The Chang lab aims to fundamentally understand light-matter interactions in organic and inorganic nanomaterials for the applications of catalysis and sensing. We utilize several microscopic techniques, including photothermal, dark-field scattering, fluorescence, and electron microscopy, to explore the structure-function relationship of nanostructures. We focus on the following topic.

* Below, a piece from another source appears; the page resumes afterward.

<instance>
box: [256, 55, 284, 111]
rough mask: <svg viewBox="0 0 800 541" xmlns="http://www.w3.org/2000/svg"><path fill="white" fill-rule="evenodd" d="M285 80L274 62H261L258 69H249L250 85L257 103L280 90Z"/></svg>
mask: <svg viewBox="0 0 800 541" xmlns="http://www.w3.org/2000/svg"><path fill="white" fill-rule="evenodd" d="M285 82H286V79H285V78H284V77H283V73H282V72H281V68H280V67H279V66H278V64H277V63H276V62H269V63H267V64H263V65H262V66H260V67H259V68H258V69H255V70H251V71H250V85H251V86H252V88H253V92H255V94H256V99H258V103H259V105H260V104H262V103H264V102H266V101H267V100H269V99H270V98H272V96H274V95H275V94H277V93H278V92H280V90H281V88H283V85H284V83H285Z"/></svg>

Exploring photo- and electrocatalytic activity of metallic nanoparticles and 2D materials at the nanometer scale

Photocatalysts and electrocatalysts are the key elements to convert the atmosphere molecules, especially the greenhouse gas CO₂, into high valuable fuel molecules or chemicals. Nanostructures including metallic nanoparticles and 2D materials provide unique electronic structures and more accessible surface sites leading to higher activities. However, these nanostructures, when chemically synthesized, are inherently heterogeneous in size, shape, and defect sites, all of which are critical for the catalytic activity. Such heterogeneity hinders the direct correlation between these parameters to the catalytic activity. The Chang lab aims to probe the catalytic activity of metallic nanoparticle and 2D materials at the nanometer scale and correlate with their morphologies that are characterized by the electron microscopy.

 

Probing chiral molecules using chiral plasmonic structures

Chiral molecules exhibit extremely high stereoselectivity in chemical or biological reactions. The enantiomer, one of the stereoisomers of the chiral molecule, possesses different stereo nature in the reactions leading to different pathways from the initial purpose. Therefore, it is crucial to determine the chirality of the molecules accurately. However,  The conventional method to probe molecular chirality show limited sensitivity owing to the mismatch between the helical pitch of circularly polarized photons and length scales of chiral molecules. Plasmonic nanostructures are demonstrated to concentrate light into nanoscale. Chang Lab aims to design and fabricate plasmon nanostructures that create the superchiral field in the nanoscale and develop a spectroscopic technique to probe molecular chirality with high sensitivity.